The Philippines, Thailand, and Vietnam were found to have the largest wind power capacity amongst the 10 ASEAN member states (AMS) as at the end of 2017, the installed capacities in these three countries were 430MW, 427MW, and 159MW, respectively, according to a report published by the ASEAN Centre for Energy (ACE) and Deutsche Gesellschaft für Internationale Zusammenarbeit (GIZ) GmbH.
With a large capacity of 218MW added to its existing fleet, Thailand became the ASEAN country with the most wind power capacity. At the end of 2017, the cumulative capacities in Thailand, the Philippines, and Vietnam were 648MW, 427MW, and 197MW, respectively.
“However, other AMS such as Indonesia are currently developing their own wind power plants. Indonesia is still finalising a 75MW wind power plant in Sulawesi. It will become the largest single wind power plant in the ASEAN,” the report’s authors noted.
ACE and GIZ’s report analysed eight wind power projects in the AMS, of which three were located in the Philippines, four in Thailand, and one in Vietnam. The average capacity factor for the sample project stood at 22.14%. Along with solar PV, as a variable renewable energy (RE) technology, wind is expected to have a capacity factor of around 30%, they added.

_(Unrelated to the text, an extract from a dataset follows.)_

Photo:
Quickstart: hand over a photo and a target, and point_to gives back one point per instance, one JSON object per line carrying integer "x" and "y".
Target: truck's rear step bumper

With regards to costs, the report noted that there are two main cost items for wind power plants, comprising of installation costs, and operating and maintenance costs. Thailand’s projects had the highest and lowest installation costs of $2,708 /kW and $1,518 kW, respectively, compared to the average installation cost of $2,321/kW found.

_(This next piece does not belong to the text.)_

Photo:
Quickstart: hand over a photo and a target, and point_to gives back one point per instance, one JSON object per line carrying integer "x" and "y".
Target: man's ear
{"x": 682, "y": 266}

According to the report, the two largest shares of the cost breakdown were equipment costs (74.50%) and balance of plant costs (16.25%). The three next largest shares were equipment costs (64.45%), transportation/land costs (17.29%), and grid connection system costs (14.78%). The cost breakdowns for wind power projects were taken from two samples in Thailand and the Philippines that had each had a capacity of 30MW.
Additionally, the average operating and maintenance (O&M) costs were found to account for 1.03% of installation costs. “Compared to the other technologies, the O&M costs for wind power were relatively cheaper as there are no fuel costs,” the authors explained.

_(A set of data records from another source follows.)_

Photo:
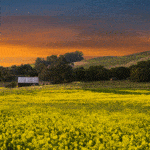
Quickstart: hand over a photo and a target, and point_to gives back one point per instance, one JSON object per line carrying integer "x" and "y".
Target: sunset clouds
{"x": 96, "y": 28}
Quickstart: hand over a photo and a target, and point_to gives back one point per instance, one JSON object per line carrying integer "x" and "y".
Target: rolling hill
{"x": 114, "y": 61}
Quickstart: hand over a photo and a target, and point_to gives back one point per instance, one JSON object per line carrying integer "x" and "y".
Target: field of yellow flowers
{"x": 74, "y": 118}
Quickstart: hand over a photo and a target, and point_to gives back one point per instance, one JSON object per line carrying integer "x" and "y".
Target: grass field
{"x": 93, "y": 115}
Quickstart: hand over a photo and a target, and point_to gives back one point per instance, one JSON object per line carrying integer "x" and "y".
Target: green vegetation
{"x": 80, "y": 115}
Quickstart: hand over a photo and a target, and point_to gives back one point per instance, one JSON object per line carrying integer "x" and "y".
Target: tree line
{"x": 60, "y": 70}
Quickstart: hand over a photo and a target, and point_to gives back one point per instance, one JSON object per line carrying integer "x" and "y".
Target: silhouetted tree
{"x": 120, "y": 72}
{"x": 96, "y": 73}
{"x": 79, "y": 74}
{"x": 74, "y": 56}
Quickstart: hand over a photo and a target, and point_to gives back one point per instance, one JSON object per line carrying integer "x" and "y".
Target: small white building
{"x": 27, "y": 81}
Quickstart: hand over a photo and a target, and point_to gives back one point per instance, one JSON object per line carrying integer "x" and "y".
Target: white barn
{"x": 27, "y": 81}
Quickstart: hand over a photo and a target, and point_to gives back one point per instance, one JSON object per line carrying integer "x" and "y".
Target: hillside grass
{"x": 78, "y": 115}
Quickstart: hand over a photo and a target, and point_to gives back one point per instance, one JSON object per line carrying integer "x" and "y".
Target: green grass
{"x": 93, "y": 115}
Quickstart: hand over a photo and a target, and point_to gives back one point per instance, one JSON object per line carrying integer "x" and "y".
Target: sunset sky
{"x": 40, "y": 28}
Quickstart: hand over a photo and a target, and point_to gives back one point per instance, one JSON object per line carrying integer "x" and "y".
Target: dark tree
{"x": 120, "y": 72}
{"x": 60, "y": 71}
{"x": 79, "y": 74}
{"x": 138, "y": 74}
{"x": 52, "y": 58}
{"x": 96, "y": 73}
{"x": 74, "y": 56}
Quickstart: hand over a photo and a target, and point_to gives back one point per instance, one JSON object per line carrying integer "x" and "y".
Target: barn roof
{"x": 28, "y": 80}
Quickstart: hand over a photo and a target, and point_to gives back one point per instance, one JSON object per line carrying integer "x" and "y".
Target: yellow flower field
{"x": 74, "y": 118}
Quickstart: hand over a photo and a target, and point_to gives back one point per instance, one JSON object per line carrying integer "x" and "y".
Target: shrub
{"x": 11, "y": 85}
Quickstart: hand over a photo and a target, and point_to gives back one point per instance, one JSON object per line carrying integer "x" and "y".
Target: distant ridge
{"x": 114, "y": 61}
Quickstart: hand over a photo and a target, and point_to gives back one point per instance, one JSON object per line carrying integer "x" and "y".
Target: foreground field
{"x": 75, "y": 116}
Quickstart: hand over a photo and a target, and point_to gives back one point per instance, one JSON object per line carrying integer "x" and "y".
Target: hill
{"x": 114, "y": 61}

Meanwhile, sensitivity analysis indicated that capital costs, capacity factor and discount rate were the key parameters impacting the levelised cost of electricity (LCOE) of wind power plants.
“The most impactful option to decrease the LCOE of wind power plants was to reduce capital costs. A 50% decrease in capital costs resulted in a 44% increase in the LCOE to become $0.08/kWh. In the meantime, if the capacity factor increased by 50%, the LCOE declined by 33% to become $0.1/kWh,” the authors noted. “Another option was to decrease the discount rate by 50%, from 10% to 5% which could reduce the LCOE by 31%.”